VON ARIANE GRABHER
Bregenz (VN) Das Ding im Kunsthaus ist
groß und silbern. Was aussieht, als wäre es wie ein perfektes
Geschenk fertig vom Himmel gefallen, wurde zur Architekturskulptur
zusammengefügt und ist ab heute begehbar.
Das "Wave UFO" von Mariko Mori entführt als
futuristisches Gesamtkunstwerk, das physische, mentale und
ästhetische Erfahrungen vernetzt, aus der Realität des Alltags
in einen spirituellen Kosmos.
Wieder einmal gibt die Architektur des Kunsthauses in ihrer
vertikalen Staffelung die Dramaturgie vor. Den Prolog bildet ein
lichtverheißendes Modell im Foyer, es folgen Bilder und Zeichnungen
sowie eine Gruppe von "Aliens", bevor man ganz zuoberst auf das
Kernstück der Schau, das walförmige "Wave UFO", trifft.
Ein Leben lang verbunden
Hat sich Mariko Mori in früheren Arbeiten häufig selbst
inszeniert und in überladenen, symbolischen Bildern agiert, so
scheint sie in ihren aktuellen Arbeiten als Person nicht mehr auf.
Weniger plakativ, subtiler, verinnerlichter wirken die neuen Werke,
die durch diese Zurückhaltung prompt an Kraft gewinnen.
So scheinen die kreisrunden visionären Bilder und Zeichnungen der
Serie "Connected World" zunächst zwar vielleicht etwas dünn,
erschließen sich aber als "Storyboards" (Drehbücher). Die
sechsteilige Gruppe der sich an den Händen fassenden Aliens
symbolisieren die von der Künstlerin allzeit angestrebte "Oneness"
(Einheit) und fordern sie auch von den Besuchern: berührt man die
Herzen der süßen Spielzeug-Cyborgs, beginnen sie zu leuchten.

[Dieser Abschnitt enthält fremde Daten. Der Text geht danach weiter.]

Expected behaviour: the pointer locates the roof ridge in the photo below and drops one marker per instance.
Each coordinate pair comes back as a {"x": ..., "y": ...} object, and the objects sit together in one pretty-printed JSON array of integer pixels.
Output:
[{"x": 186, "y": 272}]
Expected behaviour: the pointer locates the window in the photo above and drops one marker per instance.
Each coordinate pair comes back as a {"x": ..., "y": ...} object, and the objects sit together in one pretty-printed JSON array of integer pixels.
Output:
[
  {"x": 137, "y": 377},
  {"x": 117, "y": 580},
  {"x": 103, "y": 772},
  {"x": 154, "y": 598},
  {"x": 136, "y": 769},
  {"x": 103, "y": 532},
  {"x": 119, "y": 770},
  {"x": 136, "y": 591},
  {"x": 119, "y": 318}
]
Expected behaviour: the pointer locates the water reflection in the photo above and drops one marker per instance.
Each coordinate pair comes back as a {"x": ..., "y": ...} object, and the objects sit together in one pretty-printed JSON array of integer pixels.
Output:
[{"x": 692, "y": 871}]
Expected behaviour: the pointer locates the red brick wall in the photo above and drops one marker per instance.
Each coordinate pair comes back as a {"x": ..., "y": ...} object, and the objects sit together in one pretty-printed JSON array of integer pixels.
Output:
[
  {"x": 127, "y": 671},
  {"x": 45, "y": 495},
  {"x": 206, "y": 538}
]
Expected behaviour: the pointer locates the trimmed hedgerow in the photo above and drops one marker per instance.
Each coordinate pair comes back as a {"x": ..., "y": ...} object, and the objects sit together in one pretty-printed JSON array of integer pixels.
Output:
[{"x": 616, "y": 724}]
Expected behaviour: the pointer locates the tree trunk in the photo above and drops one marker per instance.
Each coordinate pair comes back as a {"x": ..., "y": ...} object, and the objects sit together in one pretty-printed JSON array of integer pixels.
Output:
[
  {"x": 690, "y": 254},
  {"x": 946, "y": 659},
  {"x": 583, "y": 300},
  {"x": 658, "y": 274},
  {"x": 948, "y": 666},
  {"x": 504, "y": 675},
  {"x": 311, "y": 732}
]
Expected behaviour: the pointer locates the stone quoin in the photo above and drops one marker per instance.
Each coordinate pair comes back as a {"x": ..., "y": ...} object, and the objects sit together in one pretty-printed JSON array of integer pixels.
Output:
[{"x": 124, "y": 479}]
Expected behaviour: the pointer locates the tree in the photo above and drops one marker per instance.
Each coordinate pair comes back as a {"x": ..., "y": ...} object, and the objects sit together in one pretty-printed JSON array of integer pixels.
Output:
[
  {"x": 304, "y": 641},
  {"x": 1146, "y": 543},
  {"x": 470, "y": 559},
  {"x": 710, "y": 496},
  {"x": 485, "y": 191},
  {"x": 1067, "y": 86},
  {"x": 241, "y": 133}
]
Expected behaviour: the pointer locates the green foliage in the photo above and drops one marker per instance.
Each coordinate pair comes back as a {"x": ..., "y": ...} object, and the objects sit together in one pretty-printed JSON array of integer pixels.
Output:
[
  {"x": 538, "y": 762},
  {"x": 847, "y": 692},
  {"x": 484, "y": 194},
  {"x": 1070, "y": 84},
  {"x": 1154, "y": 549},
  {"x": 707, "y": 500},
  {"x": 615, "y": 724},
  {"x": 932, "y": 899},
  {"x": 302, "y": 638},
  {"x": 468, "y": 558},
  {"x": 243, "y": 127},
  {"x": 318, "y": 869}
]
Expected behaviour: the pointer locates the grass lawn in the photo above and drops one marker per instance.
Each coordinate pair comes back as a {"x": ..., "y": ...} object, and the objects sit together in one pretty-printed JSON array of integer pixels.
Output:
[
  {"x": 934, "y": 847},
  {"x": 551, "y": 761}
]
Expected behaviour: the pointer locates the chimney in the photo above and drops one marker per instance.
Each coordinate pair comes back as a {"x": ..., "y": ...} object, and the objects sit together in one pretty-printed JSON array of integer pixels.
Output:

Die Idee von Einheit, einer gemeinsamen Vision und die
Vorstellung, dass alle Lebewesen miteinander verbunden sind, ein
Leben miteinander teilen, liegt dem "Wave UFO" zugrunde. Da
Kommunikation auf sprachlicher Ebene nicht immer einfach ist, setzt
die Künstlerin im Hightech-UFO auf lautlose Vereinigung, auf
modernste Biofeedback-Technologie und das Messen der Gehirnströme.
Mit Sensoren ausgestattet, alles hinter sich zurücklassend (auch die
Straßenschuhe, analog zur japanischen Tradition) nimmt man jeweils
zu dritt in den Liegen im Bauch des "Fisches", wie dereinst Jona,
Platz. Die verschiedenen Frequenzbereiche der gemessenen Hirnströme
reflektieren Zustände von Angst bis Traum und generieren dergestalt
verschiedene Farben bzw. Linien, im UFO als Echtzeit-Animation
dargestellt.
Flucht aus der Realität?
Was der Reisende während dieser sieben Minuten im
spirituellen Kosmos erlebt, hängt von der Bereitschaft ab, sich auf
die Situation und die Bilder einzulassen. Sieben Minuten
Glückseligkeit, eine kleine Flucht aus der Realität?
Mori: "Das, was wir als Realität bezeichnen, ist bereits
Illusion. Die Realität ist nicht ein- sondern mehrdimensional, und
die Menschen besitzen seit Anbeginn die Fähigkeit, durch ihr Denken,
ihr Bewusstsein, von einer Welt in eine andere zu gelangen. Ich
glaube, dieser innere Raum, diese innere Zuflucht, macht einen
wesentlichen Teil des Menschen aus. Das ist keine Flucht, sondern
eine Notwendigkeit."
Elfenhaft, sanft und höflich, ganz in Weiß gekleidet steht Mariko
Mori vor ihrem Werk. Wissenschaft und Philosophie, westliche
Exaltiertheit und östliche Esoterik in sich bündelnd, lässt man sich
gerne auf diese außergewöhnliche Erfahrung ein, mit dessen Premiere
dem Kunsthaus Bregenz abermals ein Coup gelungen ist.
Die Ausstellung "Wave UFO" von Mariko Mori ist im
Kunsthaus Bregenz bis 23. März zu sehen. Öffnungszeiten: Dienstag
bis Sonntag 10 bis 20, Donnerstag 10 bis 21 Uhr.
Das ,Wave UFO` erfüllt die Idee des Gesamtkunstwerkes.
ECKHARD SCHNEIDER KUB-DIREKTOR
Ich glaube, dieser innere Raum, diese innere Zuflucht macht
einen wesentlichen Teil des Menschen aus.